Documentarian Cassie Jaye has been struggling to fund a movie exploring the men’s rights movement and the Sturm und Drang that surrounds it. Quoth Milo Yiannopoulos:
There is a documentary film on gender currently running a Kickstarter campaign that feminism would prefer never sees the light of day. You may be imagining some amateur film made by buffoons bumbling their way through a hit piece on feminism, but you’d be well off the mark. The film is The Red Pill, by self-professed feminist Cassie Jaye.Jaye has some heavy-duty credentials: she won the 2010 “best documentary” award at the Cannes film festival with her film Daddy I Do and sympathetically covered gay marriage in a second well-received documentary, The Right to Love: An American Family.
Jaye describes her latest project, The Red Pill, as “a fly-on-the-wall film about men’s rights activists.” But, she says, at some point during filming the process morphed into her journey through ideologies opposing feminism. What makes the film unique is that it will document her “chipping away at long held beliefs, as my worldview changed within the first month,” a process captured, she says, through video diaries which will be included in the film....
The underlying suggestion in all of this, of course, is that she has come to sympathise with the men’s movement and jettisoned a lot of received feminist wisdom.
As a result, Jaye has seen her funding dry up. One observer told Breitbart that grants and funding have been withdrawn and institutional support revoked.
Yiannopoulos’s article ends with a link to Miss Jaye’s KickStarter campaign.
This sounded worthy at first. I was moved to contribute...and I might do so yet. But I have a question: Will there be any coverage of the hard data about inter-gender abuse, or is it all going to be for-and-against interviews?

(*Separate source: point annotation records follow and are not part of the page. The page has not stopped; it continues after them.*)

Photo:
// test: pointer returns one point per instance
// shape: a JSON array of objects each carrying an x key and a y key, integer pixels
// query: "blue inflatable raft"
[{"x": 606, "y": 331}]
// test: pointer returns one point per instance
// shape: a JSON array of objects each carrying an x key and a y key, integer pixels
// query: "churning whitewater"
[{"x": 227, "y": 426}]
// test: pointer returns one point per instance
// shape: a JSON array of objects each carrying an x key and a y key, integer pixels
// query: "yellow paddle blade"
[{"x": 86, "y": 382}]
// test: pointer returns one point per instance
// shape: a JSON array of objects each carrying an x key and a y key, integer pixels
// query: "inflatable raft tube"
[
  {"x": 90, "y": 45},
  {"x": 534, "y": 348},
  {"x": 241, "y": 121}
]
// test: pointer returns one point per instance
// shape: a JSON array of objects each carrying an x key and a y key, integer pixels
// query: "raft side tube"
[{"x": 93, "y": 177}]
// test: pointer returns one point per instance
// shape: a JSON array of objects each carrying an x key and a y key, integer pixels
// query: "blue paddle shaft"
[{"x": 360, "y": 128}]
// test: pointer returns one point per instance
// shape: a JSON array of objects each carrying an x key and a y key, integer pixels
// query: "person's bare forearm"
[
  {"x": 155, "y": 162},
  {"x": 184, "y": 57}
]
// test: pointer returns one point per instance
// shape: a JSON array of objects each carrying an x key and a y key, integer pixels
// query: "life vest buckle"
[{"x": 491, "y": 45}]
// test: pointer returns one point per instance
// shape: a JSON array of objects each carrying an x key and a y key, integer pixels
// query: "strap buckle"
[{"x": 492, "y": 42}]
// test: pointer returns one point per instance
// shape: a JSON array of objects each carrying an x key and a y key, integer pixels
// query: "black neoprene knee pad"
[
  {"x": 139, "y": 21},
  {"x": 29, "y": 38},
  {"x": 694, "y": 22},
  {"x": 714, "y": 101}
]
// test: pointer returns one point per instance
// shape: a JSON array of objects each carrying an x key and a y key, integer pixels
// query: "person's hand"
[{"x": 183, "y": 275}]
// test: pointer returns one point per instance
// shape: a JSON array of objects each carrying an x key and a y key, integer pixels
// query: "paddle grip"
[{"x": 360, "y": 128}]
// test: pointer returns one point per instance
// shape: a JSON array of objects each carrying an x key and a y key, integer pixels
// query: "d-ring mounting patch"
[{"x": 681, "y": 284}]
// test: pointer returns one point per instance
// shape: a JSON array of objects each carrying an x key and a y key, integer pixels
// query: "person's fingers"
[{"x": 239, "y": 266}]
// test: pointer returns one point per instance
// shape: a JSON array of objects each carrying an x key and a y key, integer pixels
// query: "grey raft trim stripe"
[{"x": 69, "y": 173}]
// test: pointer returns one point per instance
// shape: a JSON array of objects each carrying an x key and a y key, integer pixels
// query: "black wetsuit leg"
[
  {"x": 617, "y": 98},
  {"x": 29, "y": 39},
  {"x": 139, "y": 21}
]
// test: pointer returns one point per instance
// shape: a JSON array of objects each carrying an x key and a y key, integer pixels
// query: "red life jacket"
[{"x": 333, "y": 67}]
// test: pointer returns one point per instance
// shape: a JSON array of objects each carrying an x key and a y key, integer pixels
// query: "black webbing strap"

I have no doubt the interviews will be interesting. I have no doubt the movie itself will inspire “dialogue.” But I doubt whether an interesting movie that sparks “dialogue” would be worth all that much. “Dialogue” about inter-gender abuse has an unpleasant tendency to become shrill and accusatory. If The Red Pill is not heavy with verifiable facts about the rates of various abusive practices, most emphatically including women’s misuse of the law, the police, and the courts to harm men, it will reduce to “he said / she said” claims and accusations entirely without value.
Miss Jaye has an appealing way about her. I’m impressed by her credentials and have little doubt of her sincerity. But I can’t quite convince myself that The Red Pill will contribute positively to the rectification of current abuses – and I am personally of the opinion that a heavy majority of those abuses are perpetrated by women and against men.
UPDATE: I decided to donate to the project. Eventually I'll receive a DVD of the finished documentary. We shall see.